La oración verdadera, pues, exige una vida verdadera, comprometida en la lucha por la justicia, por la paz, por la defensa de los derechos humanos, de los derechos del hombre, de la mujer. Una vida contra la corrupción, contra la opresión de los más pobres. El pobre y la oración están en estrecha relación entre ellos".
En todo esto concuerdo con las afirmaciones del Ministro Pablino Cáceres.
A mi parecer, la diferencia está en el "error de principio".

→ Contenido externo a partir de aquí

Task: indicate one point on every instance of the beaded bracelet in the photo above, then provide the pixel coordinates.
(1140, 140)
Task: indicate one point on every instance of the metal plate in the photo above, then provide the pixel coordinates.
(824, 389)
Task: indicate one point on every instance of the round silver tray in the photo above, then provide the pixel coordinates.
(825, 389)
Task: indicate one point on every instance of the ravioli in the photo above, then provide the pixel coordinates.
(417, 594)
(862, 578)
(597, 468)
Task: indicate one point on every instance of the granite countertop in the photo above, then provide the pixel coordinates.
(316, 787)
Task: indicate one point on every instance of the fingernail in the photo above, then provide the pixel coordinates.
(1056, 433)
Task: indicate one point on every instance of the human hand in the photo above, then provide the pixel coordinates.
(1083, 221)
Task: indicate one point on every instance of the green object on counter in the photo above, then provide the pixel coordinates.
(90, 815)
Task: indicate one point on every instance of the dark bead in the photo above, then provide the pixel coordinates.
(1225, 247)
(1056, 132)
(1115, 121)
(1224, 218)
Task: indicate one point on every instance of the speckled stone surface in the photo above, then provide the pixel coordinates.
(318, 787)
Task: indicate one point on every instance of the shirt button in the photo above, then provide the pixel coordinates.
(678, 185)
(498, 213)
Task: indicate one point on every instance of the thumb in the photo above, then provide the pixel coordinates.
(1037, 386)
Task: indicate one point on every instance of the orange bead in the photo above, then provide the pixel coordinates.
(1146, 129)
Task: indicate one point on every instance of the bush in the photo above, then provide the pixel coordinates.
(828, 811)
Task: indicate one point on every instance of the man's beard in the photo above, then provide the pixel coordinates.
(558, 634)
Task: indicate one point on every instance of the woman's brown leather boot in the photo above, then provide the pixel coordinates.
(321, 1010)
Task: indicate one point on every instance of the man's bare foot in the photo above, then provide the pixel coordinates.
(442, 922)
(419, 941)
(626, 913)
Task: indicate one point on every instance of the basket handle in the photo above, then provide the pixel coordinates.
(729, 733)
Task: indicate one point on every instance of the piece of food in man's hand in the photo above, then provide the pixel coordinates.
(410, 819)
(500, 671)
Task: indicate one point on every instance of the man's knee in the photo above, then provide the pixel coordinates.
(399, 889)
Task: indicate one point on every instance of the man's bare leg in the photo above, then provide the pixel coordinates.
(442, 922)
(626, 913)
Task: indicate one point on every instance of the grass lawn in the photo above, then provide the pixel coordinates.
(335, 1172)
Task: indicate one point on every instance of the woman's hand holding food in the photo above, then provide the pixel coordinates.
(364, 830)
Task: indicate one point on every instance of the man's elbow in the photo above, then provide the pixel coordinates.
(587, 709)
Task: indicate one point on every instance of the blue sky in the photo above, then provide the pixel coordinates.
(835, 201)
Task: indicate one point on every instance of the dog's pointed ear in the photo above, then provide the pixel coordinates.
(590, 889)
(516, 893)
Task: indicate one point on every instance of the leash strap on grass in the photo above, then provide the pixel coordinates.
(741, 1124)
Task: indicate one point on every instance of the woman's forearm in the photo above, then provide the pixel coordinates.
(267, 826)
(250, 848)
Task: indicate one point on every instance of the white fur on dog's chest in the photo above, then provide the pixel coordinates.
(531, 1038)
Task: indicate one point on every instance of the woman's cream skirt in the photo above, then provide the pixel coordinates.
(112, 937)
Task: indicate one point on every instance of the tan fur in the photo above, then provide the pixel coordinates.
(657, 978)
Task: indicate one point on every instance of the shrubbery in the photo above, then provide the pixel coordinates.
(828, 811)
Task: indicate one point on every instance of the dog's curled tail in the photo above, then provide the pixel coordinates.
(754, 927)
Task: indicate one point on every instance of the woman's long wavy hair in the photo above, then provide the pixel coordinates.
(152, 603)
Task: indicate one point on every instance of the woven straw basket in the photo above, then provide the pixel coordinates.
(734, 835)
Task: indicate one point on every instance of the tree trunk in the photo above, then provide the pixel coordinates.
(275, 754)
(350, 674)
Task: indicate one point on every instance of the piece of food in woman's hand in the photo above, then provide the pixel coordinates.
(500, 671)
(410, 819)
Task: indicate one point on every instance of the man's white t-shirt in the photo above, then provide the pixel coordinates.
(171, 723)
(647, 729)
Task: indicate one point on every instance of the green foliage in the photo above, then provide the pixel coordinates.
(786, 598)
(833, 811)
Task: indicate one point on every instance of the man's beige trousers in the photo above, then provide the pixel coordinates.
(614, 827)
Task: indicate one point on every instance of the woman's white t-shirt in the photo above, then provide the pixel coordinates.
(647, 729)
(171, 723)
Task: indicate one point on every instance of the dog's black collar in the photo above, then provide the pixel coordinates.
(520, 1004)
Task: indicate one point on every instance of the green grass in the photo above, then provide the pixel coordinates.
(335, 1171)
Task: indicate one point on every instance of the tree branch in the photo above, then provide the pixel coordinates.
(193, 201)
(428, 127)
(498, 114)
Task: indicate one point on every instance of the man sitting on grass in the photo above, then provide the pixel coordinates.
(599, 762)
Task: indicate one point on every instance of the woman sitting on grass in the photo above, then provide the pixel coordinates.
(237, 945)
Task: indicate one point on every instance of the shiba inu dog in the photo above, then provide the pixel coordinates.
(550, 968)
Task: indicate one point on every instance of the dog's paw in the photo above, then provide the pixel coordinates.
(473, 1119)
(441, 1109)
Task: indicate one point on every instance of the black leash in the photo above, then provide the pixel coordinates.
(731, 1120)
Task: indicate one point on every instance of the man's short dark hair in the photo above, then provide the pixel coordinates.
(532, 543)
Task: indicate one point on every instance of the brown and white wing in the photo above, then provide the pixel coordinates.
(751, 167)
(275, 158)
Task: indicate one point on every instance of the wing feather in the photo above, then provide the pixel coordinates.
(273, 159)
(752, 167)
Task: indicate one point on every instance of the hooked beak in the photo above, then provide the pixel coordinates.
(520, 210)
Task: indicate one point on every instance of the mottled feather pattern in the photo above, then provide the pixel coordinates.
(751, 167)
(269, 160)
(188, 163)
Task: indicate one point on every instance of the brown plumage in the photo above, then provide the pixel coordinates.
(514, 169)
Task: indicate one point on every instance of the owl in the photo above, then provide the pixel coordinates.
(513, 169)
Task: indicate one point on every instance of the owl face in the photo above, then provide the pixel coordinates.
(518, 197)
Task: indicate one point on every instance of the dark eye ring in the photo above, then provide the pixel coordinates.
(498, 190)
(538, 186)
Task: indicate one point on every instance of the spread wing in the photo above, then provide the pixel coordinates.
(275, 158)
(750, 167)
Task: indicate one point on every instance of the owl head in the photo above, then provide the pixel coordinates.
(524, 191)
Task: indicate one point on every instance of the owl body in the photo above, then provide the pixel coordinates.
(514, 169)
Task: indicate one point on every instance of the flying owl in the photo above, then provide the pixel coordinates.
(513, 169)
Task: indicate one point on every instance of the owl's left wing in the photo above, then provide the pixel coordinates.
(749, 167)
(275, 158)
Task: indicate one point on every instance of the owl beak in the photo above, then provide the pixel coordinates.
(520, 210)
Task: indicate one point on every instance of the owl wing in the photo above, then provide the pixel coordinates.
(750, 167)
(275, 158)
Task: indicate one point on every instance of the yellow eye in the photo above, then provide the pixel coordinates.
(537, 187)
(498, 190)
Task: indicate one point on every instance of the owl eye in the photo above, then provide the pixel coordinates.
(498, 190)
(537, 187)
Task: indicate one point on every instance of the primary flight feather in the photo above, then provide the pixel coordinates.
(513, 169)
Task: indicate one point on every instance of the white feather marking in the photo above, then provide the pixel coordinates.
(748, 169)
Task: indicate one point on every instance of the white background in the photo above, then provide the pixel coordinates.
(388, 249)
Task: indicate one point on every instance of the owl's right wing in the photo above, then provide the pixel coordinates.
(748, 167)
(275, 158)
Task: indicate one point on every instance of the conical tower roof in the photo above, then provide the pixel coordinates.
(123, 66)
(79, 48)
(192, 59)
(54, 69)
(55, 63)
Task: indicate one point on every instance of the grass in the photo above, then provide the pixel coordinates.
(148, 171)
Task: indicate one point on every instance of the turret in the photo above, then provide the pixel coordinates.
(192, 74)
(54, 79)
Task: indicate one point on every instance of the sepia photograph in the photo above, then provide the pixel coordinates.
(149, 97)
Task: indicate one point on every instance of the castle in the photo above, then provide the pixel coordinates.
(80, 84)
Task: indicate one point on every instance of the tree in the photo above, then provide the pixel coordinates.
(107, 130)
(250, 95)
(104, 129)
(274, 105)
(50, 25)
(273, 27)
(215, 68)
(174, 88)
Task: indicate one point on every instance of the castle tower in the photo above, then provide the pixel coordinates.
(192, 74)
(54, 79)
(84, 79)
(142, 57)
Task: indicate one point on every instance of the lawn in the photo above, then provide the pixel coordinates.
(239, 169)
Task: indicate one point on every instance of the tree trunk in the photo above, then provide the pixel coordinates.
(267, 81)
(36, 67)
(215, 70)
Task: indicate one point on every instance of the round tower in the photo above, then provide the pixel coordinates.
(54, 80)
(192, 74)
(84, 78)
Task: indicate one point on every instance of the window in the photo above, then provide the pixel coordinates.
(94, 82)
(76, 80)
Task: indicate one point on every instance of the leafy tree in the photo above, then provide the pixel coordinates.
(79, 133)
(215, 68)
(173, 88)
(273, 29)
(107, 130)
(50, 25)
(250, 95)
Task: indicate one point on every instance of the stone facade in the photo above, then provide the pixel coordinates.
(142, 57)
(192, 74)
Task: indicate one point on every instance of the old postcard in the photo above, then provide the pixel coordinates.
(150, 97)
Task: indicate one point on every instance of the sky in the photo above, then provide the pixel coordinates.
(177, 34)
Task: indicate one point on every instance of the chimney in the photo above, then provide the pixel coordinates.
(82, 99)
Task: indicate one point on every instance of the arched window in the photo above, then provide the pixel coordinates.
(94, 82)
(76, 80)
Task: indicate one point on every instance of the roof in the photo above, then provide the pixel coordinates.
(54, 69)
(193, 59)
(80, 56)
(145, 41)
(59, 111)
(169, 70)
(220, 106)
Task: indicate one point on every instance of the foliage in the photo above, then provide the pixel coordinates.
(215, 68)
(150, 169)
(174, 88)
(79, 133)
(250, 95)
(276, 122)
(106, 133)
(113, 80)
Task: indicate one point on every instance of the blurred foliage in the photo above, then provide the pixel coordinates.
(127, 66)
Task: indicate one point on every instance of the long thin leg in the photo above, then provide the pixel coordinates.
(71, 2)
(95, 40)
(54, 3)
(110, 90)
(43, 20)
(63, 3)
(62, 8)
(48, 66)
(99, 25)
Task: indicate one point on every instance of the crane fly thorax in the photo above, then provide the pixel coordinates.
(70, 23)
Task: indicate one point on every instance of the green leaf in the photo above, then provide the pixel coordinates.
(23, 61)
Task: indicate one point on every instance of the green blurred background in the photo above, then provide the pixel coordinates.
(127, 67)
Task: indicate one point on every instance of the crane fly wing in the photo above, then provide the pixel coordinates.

Clodovis Boff - considerado uno de los teólogos más destacados en Brasil y muy conocido en todo el mundo -, en un artículo publicado en otoño de 2007 en la "Revista Eclesiástica Brasileña" (dirigida desde 1972 hasta 1986 por su hermano Leonardo), habla sobre "el error de principio". El error fatal, para Clodovis Boff, consiste en colocar al pobre como primer principio operativo de la teología, sustituyéndolo
a Dios. "El principio-Cristo incluye siempre al pobre, sin que el principio-pobre incluya necesariamente a Cristo. ... La fuente original de la teología no es otra que la fe en Cristo".
Quiero concluir con algunas palabras del entonces Card. Ratzinger, con ocasión de la despedida del teólogo J.-B. Metz de su cátedra en la Universidad de Münster.
Dijo en aquella ocasión el Card. Ratzinger:
"Metz ha pronunciado cosas que no se esperaban. Metz en el pasado nos había enseñado el antropocentrismo - el verdadero acontecimiento del cristianismo habría sido el giro antropológico, la secularización, el descubrimiento del estado secular del mundo. Después nos ha enseñado la teología política - el carácter político de la fe; más tarde la 'memoria peligrosa'; finalmente la teología narrativa. Después de haber recorrido este camino largo y difícil, nos dice hoy: El verdadero problema de nuestro tiempo es la 'Crisis de Dios', la ausencia de Dios, camuflada por una religiosidad vacía. La teología debe volver a ser realmente teo-logía, un hablar de Dios y con Dios. Metz tiene razón: El 'unum necessarium' (único necesario) para el hombre es Dios. Todo cambia, si hay Dios o no hay Dios. Desgraciadamente, también nosotros los cristianos vivimos a veces como si Dios no existiese ('si Deus non daretur'). Vivimos según el cliché: No hay Dios y, si lo hay, no interesa. Por este motivo, la evangelización, antes que nada, tiene que hablar de Dios, anunciar al único Dios verdadero: al Creador - al Santificador - al Juez".
Donde mi postura se diferencia radicalmente de la de Pablino Cáceres, es en la concepción de la política y de la diferencia entre el sacerdocio de los fieles y el de los ministros ordenados.
Mi temor es el de una confusión entre diferentes misiones; diferencia que lleva consigo una clericalización (de derecha o de izquierda, para mí, es lo mismo) de la política, con una consecuente subvaloración de los laicos, reducidos a "eternos monaguillos" en el furgón de cola del nuevo dominio clerical (el eterno: "Pa'íma he'i" - "el Sacerdote ya lo dijo"-, que deja a los laicos en un permanente estadio de infantilismo, frustración, inferioridad, con respecto a la omnipotencia totalizadora del clero).
Aquí está la diferencia con el pensamiento del Señor Ministro Pablino Cáceres. ¡Pero no es una pequeña diferencia!